Midway through this set of anecdotes, reminiscences and often breathtaking recitals upon the piano, the former Yes keyboardist Rick Wakeman describes his “Countdown ladies” to us. These are the elderly, grey-haired women who enjoyed his wit when he appeared on the game show and have no idea that he also plays piano.
“Have you made many records?” one of them enquires politely. Well over a hundred. “And have you sold them all?”
This was a show designed to capture both audiences: those who enjoy his warm, eloquent and sometimes painfully blunt way with a tale and those for whom this 64-year-old with lengthy blond hair and a flowing black cape is a musical demigod for his work with prog adventurers Yes in the ‘70s. The latter group would have been pleased by an interlude into “And You and I” and “Wondrous Stories” midway through, although – and it might be sacrilegious to say – these and “The Dance of a Thousand Lights” from his 1999 album Return to the Centre of the Earth are the most dated and show-offy of the songs played here.
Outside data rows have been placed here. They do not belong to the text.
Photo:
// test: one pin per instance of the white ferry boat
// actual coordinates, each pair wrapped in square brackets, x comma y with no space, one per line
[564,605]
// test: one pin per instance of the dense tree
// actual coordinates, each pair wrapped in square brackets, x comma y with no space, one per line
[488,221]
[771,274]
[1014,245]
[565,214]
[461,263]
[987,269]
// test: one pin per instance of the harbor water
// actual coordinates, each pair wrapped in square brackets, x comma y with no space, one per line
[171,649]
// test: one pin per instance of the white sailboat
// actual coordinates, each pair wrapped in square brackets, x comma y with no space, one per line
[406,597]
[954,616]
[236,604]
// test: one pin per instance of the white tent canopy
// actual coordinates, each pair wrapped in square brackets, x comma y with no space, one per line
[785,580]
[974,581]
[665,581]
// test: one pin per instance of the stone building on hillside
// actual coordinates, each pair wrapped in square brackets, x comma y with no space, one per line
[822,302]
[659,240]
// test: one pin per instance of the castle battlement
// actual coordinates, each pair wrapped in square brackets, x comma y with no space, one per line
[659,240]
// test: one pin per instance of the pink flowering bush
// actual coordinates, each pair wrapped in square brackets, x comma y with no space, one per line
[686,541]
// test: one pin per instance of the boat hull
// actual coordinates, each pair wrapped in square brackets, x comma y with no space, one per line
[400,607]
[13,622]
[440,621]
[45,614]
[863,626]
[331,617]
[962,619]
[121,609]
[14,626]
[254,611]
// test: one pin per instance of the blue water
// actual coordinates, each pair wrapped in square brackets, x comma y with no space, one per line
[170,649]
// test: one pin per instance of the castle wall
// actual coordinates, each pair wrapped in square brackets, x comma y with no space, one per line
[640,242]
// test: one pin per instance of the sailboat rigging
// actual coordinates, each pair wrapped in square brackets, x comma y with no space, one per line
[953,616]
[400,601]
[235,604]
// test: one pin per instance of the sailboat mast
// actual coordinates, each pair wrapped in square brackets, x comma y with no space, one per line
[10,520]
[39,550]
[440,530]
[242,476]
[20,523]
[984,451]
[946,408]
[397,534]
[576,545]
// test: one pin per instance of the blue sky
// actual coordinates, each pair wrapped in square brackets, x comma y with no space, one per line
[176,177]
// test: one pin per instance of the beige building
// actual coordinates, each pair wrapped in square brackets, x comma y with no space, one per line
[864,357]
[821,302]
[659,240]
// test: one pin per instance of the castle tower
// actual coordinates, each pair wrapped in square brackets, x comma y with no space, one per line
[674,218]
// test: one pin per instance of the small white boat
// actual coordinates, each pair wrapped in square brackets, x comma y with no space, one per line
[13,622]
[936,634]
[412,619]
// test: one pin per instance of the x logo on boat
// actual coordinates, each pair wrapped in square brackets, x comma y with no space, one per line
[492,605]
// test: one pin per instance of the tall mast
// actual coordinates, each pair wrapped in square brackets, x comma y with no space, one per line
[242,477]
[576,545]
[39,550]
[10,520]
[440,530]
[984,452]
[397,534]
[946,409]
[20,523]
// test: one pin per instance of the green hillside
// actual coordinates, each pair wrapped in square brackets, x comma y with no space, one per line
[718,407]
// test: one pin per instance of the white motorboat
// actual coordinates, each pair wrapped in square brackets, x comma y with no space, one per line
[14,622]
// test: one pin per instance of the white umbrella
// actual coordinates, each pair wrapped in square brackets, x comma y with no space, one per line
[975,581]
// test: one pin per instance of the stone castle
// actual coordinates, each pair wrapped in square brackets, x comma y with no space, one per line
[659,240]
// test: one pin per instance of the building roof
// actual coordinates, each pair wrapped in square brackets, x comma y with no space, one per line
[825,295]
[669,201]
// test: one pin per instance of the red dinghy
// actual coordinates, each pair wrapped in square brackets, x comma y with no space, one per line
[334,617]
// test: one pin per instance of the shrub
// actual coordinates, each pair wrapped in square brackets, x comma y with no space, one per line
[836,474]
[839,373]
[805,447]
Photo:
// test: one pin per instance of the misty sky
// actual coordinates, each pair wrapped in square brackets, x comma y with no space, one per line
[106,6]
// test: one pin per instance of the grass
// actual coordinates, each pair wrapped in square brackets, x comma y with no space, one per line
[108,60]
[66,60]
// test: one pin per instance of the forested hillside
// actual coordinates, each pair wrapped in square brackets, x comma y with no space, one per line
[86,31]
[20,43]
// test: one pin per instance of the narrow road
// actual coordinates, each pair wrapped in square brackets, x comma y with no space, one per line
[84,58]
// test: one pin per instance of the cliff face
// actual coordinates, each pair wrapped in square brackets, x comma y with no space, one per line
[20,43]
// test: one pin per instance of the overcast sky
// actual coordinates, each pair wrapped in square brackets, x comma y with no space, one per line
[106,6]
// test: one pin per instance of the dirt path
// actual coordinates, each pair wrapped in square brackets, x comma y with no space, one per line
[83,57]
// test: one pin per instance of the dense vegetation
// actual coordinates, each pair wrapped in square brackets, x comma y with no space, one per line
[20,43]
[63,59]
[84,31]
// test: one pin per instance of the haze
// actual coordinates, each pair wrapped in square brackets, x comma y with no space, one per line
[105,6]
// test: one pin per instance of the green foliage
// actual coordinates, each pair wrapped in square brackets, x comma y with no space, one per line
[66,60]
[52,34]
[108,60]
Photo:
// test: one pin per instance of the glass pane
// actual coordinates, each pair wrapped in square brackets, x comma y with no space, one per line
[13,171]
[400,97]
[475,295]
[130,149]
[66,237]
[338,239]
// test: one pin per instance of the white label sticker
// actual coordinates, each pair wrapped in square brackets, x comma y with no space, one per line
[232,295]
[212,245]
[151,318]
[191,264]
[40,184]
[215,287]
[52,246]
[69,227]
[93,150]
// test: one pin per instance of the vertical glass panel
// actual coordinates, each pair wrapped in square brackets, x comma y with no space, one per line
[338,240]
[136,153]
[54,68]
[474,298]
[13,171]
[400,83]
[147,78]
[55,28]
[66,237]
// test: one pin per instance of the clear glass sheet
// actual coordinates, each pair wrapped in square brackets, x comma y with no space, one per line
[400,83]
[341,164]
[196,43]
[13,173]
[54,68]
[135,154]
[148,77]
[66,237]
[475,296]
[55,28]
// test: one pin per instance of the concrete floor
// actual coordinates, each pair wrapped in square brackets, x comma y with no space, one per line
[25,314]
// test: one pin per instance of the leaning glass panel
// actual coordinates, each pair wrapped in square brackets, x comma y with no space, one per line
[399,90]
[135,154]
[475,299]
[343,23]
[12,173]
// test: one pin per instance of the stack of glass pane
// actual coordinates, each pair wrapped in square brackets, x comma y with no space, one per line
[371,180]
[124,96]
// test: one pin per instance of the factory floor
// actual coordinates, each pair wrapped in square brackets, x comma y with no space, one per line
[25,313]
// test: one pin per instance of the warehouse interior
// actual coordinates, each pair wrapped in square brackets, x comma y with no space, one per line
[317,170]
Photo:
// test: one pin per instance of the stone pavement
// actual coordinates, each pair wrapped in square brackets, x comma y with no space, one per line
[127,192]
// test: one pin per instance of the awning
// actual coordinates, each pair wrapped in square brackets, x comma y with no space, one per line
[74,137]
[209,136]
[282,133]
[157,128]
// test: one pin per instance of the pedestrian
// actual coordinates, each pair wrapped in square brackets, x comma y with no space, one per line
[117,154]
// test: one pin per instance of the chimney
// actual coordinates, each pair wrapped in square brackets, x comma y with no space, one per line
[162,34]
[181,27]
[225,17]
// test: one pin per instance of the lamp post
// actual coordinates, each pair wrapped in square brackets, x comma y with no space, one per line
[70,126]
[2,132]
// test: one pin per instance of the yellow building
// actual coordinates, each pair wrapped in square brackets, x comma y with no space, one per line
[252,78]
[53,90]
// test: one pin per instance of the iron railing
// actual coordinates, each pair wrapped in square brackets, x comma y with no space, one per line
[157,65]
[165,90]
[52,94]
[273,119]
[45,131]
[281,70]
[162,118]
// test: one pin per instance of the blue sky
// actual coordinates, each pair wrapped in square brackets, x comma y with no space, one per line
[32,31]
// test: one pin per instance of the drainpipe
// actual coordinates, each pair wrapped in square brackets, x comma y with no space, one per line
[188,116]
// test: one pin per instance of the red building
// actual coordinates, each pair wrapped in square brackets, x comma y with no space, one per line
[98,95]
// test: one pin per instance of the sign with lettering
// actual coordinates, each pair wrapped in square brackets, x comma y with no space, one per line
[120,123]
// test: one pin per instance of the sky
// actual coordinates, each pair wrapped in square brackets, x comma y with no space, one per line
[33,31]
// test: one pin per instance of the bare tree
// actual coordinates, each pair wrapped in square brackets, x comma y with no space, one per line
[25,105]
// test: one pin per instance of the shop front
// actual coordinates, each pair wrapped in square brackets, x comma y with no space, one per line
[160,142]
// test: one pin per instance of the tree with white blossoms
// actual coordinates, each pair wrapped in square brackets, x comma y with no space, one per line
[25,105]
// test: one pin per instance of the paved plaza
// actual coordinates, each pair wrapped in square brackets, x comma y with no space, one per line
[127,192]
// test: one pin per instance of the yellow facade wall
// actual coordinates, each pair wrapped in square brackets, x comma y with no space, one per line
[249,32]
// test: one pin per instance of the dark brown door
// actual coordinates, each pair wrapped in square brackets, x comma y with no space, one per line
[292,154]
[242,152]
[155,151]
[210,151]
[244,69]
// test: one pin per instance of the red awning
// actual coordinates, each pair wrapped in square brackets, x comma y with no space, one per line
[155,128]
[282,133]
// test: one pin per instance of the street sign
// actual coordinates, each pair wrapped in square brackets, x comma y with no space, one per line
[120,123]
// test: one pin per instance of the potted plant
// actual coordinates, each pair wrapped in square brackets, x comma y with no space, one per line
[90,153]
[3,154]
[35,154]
Far more satisfyingly demonstrative of Wakeman’s expressive way with a piano were the curios: an instrumental version of his arrangement for Cat Stevens’ “Morning Has Broken” and the story of how he stretched it out from a forty-second hymn; the Nursery Rhyme Concerto, which married child’s melodies to the styles of the greats (including Les Dawson, “because he’s the only English composer I like”) and a mighty closing version of “Eleanor Rigby” played in the style of Rachmaninoff.